Use bind_rows() from dplyr to create a tibble called composite that includes all of the individuals from cps_controls and only the treated individuals from experimental. Hint: First, figure out how to filter out all the treated individuals from experimental. Then combine these observations with cps_controls using bind_rows().
Use datasummary_balance() to compare the two groups in composite: the treatment group from the NSW and the “controls” from the CPS.
Comment on your findings. What, if anything, does the difference of mean outcomes between the two groups in composite tell us about the treatment effect of interest?

Exercise 4: Regression Adjustment

Hint: For answering this question, you may find it helful to consult my blog post on regression adjustment.

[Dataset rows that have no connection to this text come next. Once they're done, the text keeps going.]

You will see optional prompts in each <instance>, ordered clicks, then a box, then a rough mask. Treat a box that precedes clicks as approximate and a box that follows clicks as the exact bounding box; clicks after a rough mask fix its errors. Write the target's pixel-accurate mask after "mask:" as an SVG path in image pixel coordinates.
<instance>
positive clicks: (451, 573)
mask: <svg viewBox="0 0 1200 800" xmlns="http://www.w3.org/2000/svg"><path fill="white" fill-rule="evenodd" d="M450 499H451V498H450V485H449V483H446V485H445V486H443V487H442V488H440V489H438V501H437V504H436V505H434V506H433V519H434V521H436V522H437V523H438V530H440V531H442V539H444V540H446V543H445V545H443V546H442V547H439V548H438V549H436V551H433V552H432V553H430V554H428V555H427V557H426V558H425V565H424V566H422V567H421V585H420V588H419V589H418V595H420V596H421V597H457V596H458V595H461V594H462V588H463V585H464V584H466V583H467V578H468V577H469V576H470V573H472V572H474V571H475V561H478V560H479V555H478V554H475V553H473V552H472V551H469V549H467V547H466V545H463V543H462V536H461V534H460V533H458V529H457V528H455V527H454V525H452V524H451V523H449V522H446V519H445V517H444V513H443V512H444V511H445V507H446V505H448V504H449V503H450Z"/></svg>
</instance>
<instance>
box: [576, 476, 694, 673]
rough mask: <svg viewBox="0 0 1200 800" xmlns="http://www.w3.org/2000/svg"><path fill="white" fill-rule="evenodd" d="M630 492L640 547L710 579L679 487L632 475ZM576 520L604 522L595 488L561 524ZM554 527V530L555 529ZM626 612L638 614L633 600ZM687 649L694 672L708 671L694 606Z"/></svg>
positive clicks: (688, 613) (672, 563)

Regress 1978 earnings on the other variables in composite. Display and interpret the results. How do they compare to the experimental results from above?
Under what assumptions does the coefficient on the treatment indicator from your regression in part (a) estimate the ATE? Explain briefly.
Suppose that the assumptions required for regression adjustment hold–see the lecture recording for details. Suppose further that \(\mathbb{E}[Y_d|X] = \alpha_d + X'\beta_d\) for \(d = 0,1\) where \(X\) excludes an intercept. Explain how you could use regression adjustment to estimate the ATE under these assumptions. Would your approach differ from the one you used in part (a)? If so, how? Hint: use the assumptions about \(\mathbb{E}[Y_d|X]\) to derive an expression for \(\mathbb{E}[Y|D,X]\) and relate this to the ATE. To be clear: you do need to explain what regression you would run, but you do not actually have to run it.

Exercise 5: Propensity Score Weighting

Run a logistic regression to estimate the propensity score for each worker with the composite data using glm(). Because glm() requires a numeric outcome variable, I suggest creating a tibble called logit_data that makes the necessary adjustments beforehand. You can use this tibble to fit your logit model, and finally to estimate workers’ propensity scores using augment(). Think carefully about which variables to include in your logit model. You don’t have to match the precise specification that Dehejia & Wahba (2002; ReStat) use in their paper (although you can if you like: see note A from Table 2) but there is one variable in composite that definitely should not be included. Which one is it and why?
Make two histograms of your estimated propensity scores: one for the treated individuals and one for the untreated. What do your results suggest? (Feel free to make additional plots or compute additional summary statistics to support your argument.)
Calculate the propensity score weighting estimator. You should obtain a crazy result. (You should obtain a crazy result!)
Repeat the preceding part except this time drop any observations with a propensity score less than 0.1 or greater than 0.9 before calculating the propensity score weighting estimator. (You should get a non-crazy result!)
Find an explanation for the difference in your results between parts (c) and (d).